Besides, I wanted to ask Russ about Uncle Stan’s run-in with Jason the brewer, and I wasn’t sure he’d open up if Mark stayed. Russ was so worried about rumors spreading around this town. I wasn’t a member of the town, so I wasn’t part of the small town gossip chain. Mark might be—I didn’t know.
The only problem with meeting with Russ alone was whether it was safe and smart. As much as I thought Jason was the best suspect for Uncle Stan’s murder, he did claim to have an alibi. If his alibi held, all signs would point back to Russ once again.
So what was I more afraid of—Russ turning out to be the killer and “silencing” me or spending more time with Mark, putting my heart at risk with a man who wasn’t available?
I’d suffered having my heart stomped on before, and it was still beating. I couldn’t say the same for what would happen if I ended up in the sights of Uncle Stan’s killer all alone. “It’d be nice if you could stay.”
I filled him in on what Chief Wilson told me about Russ’ connection to the Uncle Stan–Jason showdown.
Mark tapped his fingers on the steering wheel. “Russ is a good man. I can’t see him killing Stan, not for anything.”

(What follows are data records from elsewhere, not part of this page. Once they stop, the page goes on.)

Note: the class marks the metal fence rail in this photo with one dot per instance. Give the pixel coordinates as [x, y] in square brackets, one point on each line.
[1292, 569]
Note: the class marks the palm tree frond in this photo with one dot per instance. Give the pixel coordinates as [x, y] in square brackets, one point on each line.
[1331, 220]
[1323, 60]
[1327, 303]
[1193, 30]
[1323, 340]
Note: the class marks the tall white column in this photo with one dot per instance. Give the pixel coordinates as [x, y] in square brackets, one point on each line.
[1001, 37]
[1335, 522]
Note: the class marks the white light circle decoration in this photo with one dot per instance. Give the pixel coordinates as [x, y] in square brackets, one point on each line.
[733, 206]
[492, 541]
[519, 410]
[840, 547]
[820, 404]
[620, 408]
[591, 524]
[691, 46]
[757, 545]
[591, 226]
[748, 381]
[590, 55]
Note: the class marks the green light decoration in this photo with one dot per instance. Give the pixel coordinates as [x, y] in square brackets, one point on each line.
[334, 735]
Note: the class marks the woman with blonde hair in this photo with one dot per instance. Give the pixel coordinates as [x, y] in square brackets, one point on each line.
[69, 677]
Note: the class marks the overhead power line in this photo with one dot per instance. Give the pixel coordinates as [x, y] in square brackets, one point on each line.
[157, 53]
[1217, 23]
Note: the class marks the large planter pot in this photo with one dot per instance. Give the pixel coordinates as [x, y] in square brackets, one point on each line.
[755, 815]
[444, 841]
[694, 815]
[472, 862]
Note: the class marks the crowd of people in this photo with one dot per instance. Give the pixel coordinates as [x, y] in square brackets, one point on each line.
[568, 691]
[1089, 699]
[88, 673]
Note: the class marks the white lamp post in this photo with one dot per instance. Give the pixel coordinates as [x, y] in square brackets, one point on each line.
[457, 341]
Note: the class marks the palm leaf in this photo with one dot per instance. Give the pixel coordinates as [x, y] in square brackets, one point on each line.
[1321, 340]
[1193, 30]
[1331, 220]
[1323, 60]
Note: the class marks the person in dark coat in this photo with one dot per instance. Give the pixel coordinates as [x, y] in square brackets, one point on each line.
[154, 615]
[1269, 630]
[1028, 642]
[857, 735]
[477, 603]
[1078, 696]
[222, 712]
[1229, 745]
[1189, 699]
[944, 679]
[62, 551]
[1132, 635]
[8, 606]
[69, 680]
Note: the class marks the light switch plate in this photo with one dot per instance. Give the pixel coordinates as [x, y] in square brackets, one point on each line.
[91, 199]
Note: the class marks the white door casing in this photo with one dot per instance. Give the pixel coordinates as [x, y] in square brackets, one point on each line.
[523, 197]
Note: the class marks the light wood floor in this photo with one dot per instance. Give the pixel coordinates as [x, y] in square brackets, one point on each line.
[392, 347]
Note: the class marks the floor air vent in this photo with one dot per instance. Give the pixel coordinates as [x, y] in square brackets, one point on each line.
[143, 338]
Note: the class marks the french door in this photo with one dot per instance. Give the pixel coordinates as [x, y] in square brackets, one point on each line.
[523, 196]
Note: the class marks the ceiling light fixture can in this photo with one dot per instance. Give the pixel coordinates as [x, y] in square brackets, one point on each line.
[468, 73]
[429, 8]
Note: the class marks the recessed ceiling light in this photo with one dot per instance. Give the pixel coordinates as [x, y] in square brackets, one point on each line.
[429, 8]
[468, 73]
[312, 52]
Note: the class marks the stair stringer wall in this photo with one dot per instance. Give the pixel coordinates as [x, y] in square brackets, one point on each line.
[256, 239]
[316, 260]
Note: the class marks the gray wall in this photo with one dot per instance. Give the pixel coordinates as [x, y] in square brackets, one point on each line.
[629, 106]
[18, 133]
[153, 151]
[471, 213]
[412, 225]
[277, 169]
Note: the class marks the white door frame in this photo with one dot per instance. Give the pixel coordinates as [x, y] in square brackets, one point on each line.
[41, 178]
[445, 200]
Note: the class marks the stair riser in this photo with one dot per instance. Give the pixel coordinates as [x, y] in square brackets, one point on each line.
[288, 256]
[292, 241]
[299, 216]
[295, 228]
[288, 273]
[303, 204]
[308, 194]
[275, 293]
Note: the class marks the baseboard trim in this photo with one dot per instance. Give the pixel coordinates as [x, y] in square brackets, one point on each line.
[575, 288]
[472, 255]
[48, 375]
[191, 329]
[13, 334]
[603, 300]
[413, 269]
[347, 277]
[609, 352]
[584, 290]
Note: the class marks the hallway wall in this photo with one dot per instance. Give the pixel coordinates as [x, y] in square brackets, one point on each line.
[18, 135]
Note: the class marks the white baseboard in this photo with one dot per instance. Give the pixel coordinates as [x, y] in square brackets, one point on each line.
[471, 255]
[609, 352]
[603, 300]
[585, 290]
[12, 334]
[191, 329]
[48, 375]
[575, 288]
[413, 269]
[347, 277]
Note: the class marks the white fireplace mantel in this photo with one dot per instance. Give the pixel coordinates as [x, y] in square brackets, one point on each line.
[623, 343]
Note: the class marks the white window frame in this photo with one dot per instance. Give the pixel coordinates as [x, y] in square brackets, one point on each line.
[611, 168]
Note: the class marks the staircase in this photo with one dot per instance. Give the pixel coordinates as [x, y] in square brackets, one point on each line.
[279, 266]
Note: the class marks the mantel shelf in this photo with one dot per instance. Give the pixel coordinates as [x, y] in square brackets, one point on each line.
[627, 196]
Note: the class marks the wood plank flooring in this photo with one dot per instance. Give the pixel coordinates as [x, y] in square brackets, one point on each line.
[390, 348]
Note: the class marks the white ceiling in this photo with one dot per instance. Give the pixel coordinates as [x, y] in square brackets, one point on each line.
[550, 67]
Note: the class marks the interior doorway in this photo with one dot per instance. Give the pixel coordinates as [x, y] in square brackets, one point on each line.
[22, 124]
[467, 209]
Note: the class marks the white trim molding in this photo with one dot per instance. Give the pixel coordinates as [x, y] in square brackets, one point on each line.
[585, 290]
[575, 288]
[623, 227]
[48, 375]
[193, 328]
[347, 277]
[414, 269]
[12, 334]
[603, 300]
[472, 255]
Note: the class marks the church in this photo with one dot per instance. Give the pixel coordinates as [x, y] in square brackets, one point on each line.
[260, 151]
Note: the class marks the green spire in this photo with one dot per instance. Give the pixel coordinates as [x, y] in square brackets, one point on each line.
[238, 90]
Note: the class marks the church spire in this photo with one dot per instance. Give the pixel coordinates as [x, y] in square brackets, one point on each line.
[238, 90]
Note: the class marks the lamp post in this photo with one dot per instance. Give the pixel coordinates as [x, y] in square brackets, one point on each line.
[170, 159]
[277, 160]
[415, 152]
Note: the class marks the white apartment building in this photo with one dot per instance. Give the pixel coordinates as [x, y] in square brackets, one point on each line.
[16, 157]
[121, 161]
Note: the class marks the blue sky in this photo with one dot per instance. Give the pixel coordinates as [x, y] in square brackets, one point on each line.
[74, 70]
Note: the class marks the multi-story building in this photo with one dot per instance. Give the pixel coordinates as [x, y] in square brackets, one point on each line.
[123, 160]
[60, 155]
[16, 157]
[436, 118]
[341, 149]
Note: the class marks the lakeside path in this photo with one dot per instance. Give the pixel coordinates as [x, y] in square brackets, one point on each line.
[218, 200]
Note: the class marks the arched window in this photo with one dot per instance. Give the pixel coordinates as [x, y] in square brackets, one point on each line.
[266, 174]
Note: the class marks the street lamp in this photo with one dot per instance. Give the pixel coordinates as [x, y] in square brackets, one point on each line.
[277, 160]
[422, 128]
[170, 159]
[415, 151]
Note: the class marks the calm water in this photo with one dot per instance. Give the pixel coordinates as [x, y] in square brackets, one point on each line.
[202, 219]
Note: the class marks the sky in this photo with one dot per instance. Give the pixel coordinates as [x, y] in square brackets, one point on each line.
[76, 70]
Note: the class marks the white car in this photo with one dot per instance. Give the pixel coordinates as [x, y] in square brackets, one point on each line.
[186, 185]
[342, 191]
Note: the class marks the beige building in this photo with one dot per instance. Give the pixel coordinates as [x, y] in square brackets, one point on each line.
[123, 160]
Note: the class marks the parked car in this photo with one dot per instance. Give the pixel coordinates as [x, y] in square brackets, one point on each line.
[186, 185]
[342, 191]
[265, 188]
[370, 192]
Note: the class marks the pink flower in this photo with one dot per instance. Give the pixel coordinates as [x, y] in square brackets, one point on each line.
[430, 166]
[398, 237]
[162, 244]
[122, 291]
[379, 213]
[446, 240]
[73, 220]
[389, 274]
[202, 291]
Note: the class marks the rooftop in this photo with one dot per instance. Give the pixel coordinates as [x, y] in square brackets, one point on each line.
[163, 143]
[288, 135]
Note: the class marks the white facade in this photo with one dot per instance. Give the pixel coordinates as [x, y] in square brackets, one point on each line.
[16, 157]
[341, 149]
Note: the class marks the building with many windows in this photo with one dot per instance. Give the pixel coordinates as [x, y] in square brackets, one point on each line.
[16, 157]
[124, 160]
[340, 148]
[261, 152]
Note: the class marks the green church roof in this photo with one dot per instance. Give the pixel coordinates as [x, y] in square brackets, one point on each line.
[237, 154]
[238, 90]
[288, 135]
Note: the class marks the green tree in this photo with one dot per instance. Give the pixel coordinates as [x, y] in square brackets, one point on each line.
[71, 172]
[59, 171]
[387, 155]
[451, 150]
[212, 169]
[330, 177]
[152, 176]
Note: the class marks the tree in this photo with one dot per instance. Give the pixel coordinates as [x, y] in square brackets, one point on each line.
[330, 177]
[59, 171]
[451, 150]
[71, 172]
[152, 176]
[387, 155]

“I don’t think so, either, but even if he isn’t, his side of the story might add to Jason’s motive or provide other information that would help us figure out who did kill my uncle.”

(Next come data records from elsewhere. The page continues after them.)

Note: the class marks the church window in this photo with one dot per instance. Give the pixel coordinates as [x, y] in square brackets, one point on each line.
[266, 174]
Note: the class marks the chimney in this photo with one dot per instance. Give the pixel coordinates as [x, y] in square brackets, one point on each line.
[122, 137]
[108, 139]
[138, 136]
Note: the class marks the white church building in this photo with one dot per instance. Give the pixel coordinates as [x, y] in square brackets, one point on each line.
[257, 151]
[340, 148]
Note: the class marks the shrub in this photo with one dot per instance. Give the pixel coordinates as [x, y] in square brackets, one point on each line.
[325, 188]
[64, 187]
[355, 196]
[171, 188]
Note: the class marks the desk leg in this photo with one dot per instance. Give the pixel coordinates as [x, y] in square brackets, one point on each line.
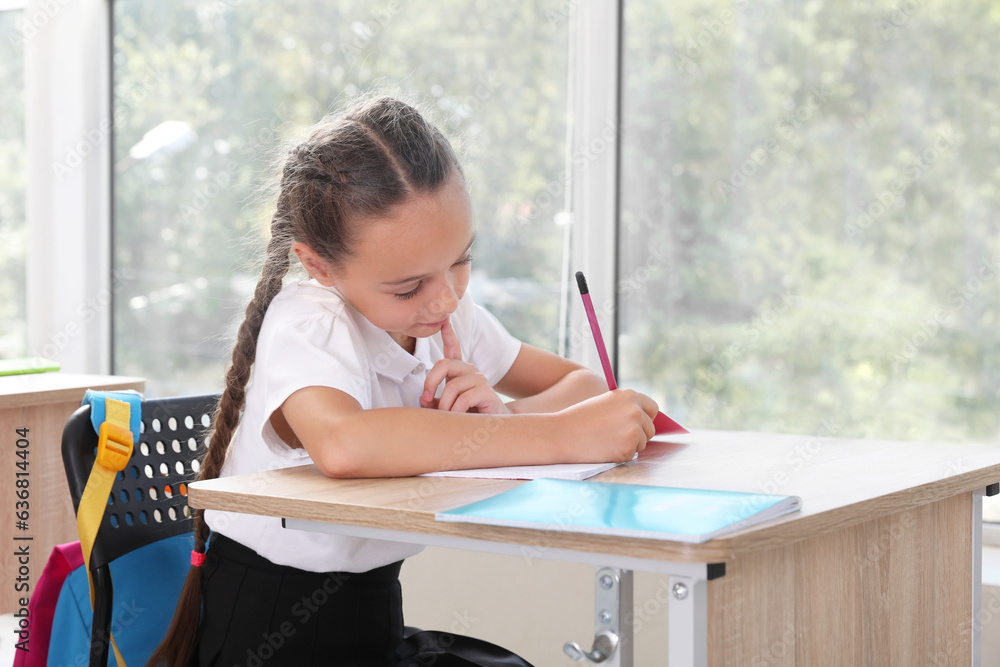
[613, 617]
[977, 576]
[688, 622]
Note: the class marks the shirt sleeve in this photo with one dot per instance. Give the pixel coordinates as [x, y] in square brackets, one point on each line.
[318, 351]
[487, 345]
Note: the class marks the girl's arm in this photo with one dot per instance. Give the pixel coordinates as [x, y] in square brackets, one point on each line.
[345, 440]
[540, 381]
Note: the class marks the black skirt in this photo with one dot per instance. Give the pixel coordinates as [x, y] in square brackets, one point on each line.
[256, 613]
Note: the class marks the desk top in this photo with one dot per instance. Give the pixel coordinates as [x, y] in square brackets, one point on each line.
[841, 482]
[32, 388]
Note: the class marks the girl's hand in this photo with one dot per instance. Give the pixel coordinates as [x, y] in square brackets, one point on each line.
[611, 427]
[465, 389]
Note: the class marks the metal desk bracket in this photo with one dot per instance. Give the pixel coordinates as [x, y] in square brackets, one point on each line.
[612, 621]
[687, 642]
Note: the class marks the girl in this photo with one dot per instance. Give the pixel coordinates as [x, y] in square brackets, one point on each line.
[346, 370]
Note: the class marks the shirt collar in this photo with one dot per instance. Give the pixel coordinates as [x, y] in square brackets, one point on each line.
[386, 356]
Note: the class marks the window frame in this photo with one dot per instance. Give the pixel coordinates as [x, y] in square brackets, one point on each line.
[68, 134]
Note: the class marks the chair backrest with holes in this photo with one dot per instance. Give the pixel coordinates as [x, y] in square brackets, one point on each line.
[149, 498]
[142, 544]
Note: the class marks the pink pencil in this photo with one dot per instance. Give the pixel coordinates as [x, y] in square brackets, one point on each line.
[662, 423]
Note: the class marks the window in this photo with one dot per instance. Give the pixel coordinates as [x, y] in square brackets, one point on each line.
[205, 94]
[808, 236]
[13, 231]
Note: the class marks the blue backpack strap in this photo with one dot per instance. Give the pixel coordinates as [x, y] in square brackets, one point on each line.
[98, 414]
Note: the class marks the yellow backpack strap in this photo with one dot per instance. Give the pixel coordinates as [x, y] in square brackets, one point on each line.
[116, 436]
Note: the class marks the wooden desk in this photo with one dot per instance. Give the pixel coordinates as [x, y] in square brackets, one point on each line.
[881, 566]
[40, 403]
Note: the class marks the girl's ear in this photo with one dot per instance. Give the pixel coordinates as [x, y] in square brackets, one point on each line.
[317, 267]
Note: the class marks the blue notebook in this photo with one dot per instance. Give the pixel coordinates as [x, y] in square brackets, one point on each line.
[630, 510]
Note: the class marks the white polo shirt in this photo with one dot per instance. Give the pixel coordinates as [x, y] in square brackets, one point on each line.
[311, 337]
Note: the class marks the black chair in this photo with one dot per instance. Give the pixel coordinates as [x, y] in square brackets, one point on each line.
[148, 501]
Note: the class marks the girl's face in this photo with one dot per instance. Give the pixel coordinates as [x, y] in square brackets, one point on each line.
[408, 271]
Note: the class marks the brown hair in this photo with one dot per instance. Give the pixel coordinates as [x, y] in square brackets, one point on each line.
[360, 165]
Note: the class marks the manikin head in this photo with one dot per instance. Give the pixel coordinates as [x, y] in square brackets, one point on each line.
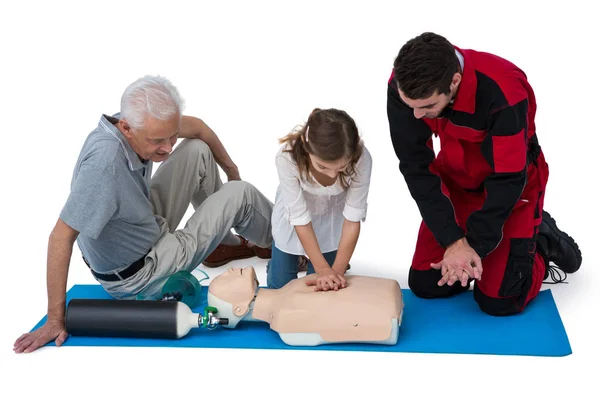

“I’ve been Sancho Panza to your Don Quixote this long. I might as well see it through.” He reached over and brushed my hair with his fingertips. “I like the new look, by the way.”
A warm feeling cuddled inside my chest. I loved the way he made film and book references the same way I did and the way he looked at me made me actually feel beautiful. I growled at myself silently. You’d think I was a moony teenager with how impossible it seemed to be to keep myself from wanting more than friendship with him.